The Jewish Eye
Nazi Terror: The Gestapo, Jews, and Ordinary Germans
The Nazi Terror: The Gestapo, Jews, and Ordinary Germans
By Eric A. Johnson
Basic Books, (2000)
Reviewed by Rochelle Caviness - May 14, 2002
One of the perennial questions that surrounds the Holocaust is, what role did 'ordinary' Germans play in the prosecution of the Nazi's Final Solution? In Nazi Terror: The Gestapo, Jews, and Ordinary Germans, Eric A. Johnson tackles this question head-on. He also tackles the contentious issues surrounding just who were the men of the Gestapo. Were they innately evil? How were members of the Gestapo were chosen? Why did they do the horrific things they did? And, is there any justification in the inane claim of, 'I was just following orders'? Johnson also takes a hard look at what, exactly, ordinary Germans knew about the mass murder of Jews, and what they thought about it. He also looks at how the Nazi terror campaign affected the lives of both Jews and Germans.

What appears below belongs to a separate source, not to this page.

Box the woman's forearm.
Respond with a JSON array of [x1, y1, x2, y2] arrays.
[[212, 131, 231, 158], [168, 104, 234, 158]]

In the pages of this book, you will also learn how the Gestapo, as a body, was organized and how it worked. Johnson describes the organizational structure of the Gestapo, and how they exercised so much control over German's military and civilian endeavors. He also describes, in detail, what it was like to be questioned by the Gestapo, how the various methods of torture they used to elicit answers. One surprising fact (at least to me) that Johnson illustrates in this book, is that, as an organization, the Gestapo was structurally weak. It had relatively few offices, and a very small power base. Yet, despite these supposed deficiencies, they wielded a tremendous amount of power, both politically and militarily. His study of the Gestapo, in this book, primarily concentrates on their activities in Cologne, Krefeld, and Bergheim.
Johnson is a Professor of History at the Central Michigan University, and he has based much of the research for this book on his years of research into the subject, and his investigation of Gestapo and Justice archives and other documents. He also interviewed Nazi perpetrators, and survivors of the Nazi death machine. Besides the discourse on who was responsible for the Holocaust and how much guilt needs to be laid at the feet of ordinary Germans, Johnson also explores the ever-changing realm of Holocaust studies, and the various theories expounded to explain how it could have happened.
Does this book, once and for all, answer all the questions surrounding the Holocaust? No, and it is unlikely that any book ever will. Yet, this book goes a long way in helping the reader to understand what motivated the many people to commit such horrific crimes that, before they were committed, no one in their wildest imagination could have foreseen the events that were to come. Johnson also dispels the myth that the Nazi's ruled Germany through terror and that those who worked for the Nazi machine did so out of fear. Rather he attempts to prove that the actions of the Nazi regime, regarding the mass murder of Jews and other 'undesirables', was perfectly acceptable to a large segment of the German population. This book will also help to explain just who was at fault, and how the Nazi's efforts to exterminate the Jews would not have been as effective as it was, had it not been for the voluntarily, and willing, cooperation of a large portion of the German, civilian population. Johnson, is however, quick to point out that all Germans cannot be painted with the same brush. Some worse than others, while others risked their own lives to try and save their Jewish neighbors.
This is a shocking, and amazingly enlightening narrative. It is an excellent addition to the body of work describing and exploring a horrific period of human history that has become known by the simple moniker - The Holocaust.